Las imágenes mentales de cada habitación y cada rincón pasaron por su mente mientras subía las escaleras hacia los pisos superiores.
Una última vez, miró hacia su jardín a través de los grandes ventanales que iban del suelo al techo.
Mucho había cambiado desde que compró aquel lugar, pensó, reviviendo los años con sus altibajos y recordando el tiempo que había pasado allí.
La casa estaba completamente amueblada cuando la compró, pero él se había quedado con los muebles para llevárselos a su nuevo hogar. Ahora, aquel lugar estaba desnudo, abandonado y sin vida, muy parecido a cómo se había sentido él estos últimos meses.
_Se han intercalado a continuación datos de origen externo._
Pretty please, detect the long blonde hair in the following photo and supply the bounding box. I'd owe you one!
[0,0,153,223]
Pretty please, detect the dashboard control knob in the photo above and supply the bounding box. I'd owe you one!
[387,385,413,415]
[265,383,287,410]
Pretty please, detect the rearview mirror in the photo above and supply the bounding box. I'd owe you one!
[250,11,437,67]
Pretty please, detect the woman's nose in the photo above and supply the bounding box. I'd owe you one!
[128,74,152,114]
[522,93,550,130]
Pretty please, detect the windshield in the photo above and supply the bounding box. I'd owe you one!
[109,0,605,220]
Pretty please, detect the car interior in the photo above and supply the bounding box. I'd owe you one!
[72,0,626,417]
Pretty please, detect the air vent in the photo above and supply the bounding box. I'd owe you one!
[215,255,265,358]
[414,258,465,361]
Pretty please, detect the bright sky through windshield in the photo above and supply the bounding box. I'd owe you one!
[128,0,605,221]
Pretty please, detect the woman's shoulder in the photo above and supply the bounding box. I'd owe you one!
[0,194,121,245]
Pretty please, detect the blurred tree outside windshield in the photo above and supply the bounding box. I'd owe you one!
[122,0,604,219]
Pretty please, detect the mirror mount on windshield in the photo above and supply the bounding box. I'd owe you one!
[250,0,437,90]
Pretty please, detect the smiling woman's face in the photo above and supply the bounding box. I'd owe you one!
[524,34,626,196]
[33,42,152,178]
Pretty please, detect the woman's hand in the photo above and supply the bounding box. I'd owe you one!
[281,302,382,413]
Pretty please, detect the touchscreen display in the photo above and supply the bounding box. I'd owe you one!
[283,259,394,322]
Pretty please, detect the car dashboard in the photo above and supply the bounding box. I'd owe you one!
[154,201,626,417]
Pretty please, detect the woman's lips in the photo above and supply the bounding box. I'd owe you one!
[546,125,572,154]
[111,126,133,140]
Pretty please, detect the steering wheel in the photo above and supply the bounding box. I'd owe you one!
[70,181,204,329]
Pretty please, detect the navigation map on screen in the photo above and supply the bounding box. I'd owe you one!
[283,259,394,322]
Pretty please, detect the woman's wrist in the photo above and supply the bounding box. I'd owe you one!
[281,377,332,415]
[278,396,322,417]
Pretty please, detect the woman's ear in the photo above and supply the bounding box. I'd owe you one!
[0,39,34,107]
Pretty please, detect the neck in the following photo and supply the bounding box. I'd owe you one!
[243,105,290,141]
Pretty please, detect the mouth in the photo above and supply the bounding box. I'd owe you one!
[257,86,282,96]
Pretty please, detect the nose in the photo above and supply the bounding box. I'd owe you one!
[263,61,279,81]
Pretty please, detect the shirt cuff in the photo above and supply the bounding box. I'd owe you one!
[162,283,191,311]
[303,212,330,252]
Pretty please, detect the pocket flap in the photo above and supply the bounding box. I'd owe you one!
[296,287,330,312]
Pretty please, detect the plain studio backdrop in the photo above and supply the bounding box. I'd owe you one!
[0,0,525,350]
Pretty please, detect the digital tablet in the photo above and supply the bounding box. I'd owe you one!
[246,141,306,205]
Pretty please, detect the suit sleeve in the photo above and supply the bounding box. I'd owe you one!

Apenas podía soportar estar allí un instante más, pero en el fondo, sabía que tenía que dejarlo ir, aunque fuera difícil.
Respirando hondo, le dio las gracias a la casa por todos los años en los que fue feliz allí, por lo bueno y lo malo, por la alegría y el dolor.
La noche anterior, se permitió sentirlo todo a la vez: los recuerdos que había creado y las palabras que había escrito en las semanas previas. Esta vez, se permitió sentir alegría, aceptar su tristeza y dejar que surgiera un poco de esperanza. Había oscilado entre la ligereza y la melancolía, entre las lágrimas, la desesperación y un baile salvaje y exuberante. Todo estaba conectado de alguna manera y formaba parte de algo más grande. Era hora de seguir adelante. Partía hacia nuevos horizontes.
Susurró: «¿Me echaste de menos?», hacia el vacío de la casa desierta, y estuvo seguro de oír una voz suave y familiar que le respondía: «Muchísimo».
Inclinó la cabeza ante aquel susurro inaudible. «Fue un honor». Entonces se giró y salió de la habitación, cerrando la puerta con un golpe suave.